Cartas como las de Diego Portales y Mariano Egaña Fabres, escritas en los primeros años de los nuevos países, revelan que Chile siempre tuvo puesta la mira en la costa boliviana pues esta poseía recursos naturales inexistentes al otro lado de la frontera. Con el paso de los años, esa tesis se vio plenamente confirmada, especialmente cuando el desarrollo de Chile se forjó gracias a la explotación del cobre que se encuentra precisamente en el territorio usurpado a Bolivia.

Además de esas cartas, documentación referida a la Guerra del Pacífico revela que esta fue el resultado de una conspiración motivada por intereses privados, los de Agustín Edwards, en Chile, y de Aniceto Arce, en Bolivia. Además, el conflicto estuvo sazonado por la intervención de Inglaterra, que entrenó y armó a los chilenos ya que la CSFA tenía capitales británicos.

La invasión chilena fue planificada con anticipación y el impuesto se convirtió en un burdo pretexto para ejecutarla. Chile ocupó militarmente el territorio boliviano, sin declaración de guerra previa, y, una vez que logró ganar el conflicto —gracias al apoyo externo, de Inglaterra, y al interno, de los políticos bolivianos prochilenos— le impuso a Bolivia vergonzosas condiciones para el armisticio. Ese fue el origen de los tratados, incluido el de 1904, que ahora Chile defiende a rajatabla. Esa acción criminal solo puede compararse al allanamiento de una vivienda por parte de delincuentes que ingresan por la fuerza, golpean al dueño de casa, violan a las mujeres y se llevan sus bienes pero, antes de hacerlo, encañonan al dueño con una pistola obligándole a firmar un documento en el que él afirma que cede sus posesiones a sus atacantes.

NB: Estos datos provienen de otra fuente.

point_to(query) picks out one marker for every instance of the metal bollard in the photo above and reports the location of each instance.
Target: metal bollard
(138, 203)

Este 14 de febrero es recordado en Bolivia de forma muy diferente a lo ocurrido el año pasado. En 2018, para esta fecha, el gobierno había desplegado su aparato propagandístico mediante la elaboración de banderas marítimas en todo el territorio nacional. Incluso se desplegó una sobre un camino con el fin de que su longitud sea incluida en el libro Guinnes de los récords. El ambiente era prácticamente festivo porque estaba próximo el fallo de La Haya y el país entero estaba seguro de que sería favorable a Bolivia, por la justicia que contenía su demanda.

Sin embargo, la decisión de la Corte Internacional de Justicia (CIJ) demostró que los tribunales son lo mismo en todas partes del mundo y no restituyen derechos arbitrariamente arrebatados, como es el caso del Litoral boliviano. El fallo fue a favor de Chile y hundió a Bolivia en la mayor incertidumbre sobre su acceso al mar desde tiempos de la guerra que nos lo arrebató.

El gobierno, que perdió la oportunidad de aprovechar electoralmente el esperado —y al final fallido— fallo positivo, desvió entonces su atención a salidas alternativas mediante ríos navegables hacia el Atlántico.

La CIJ no tomó en cuenta los antecedentes históricos del caso y ese fue el mayor de sus errores. Su fallo no hizo justicia sino todo lo contrario.

Por ello, la criminal invasión de Chile a territorio boliviano, ocurrida hace 140 años, es una herida que se abrió dolorosamente con el fallo injusto y hoy sangra en el corazón de un pueblo que acrecentó su frustración por ese latrocinio.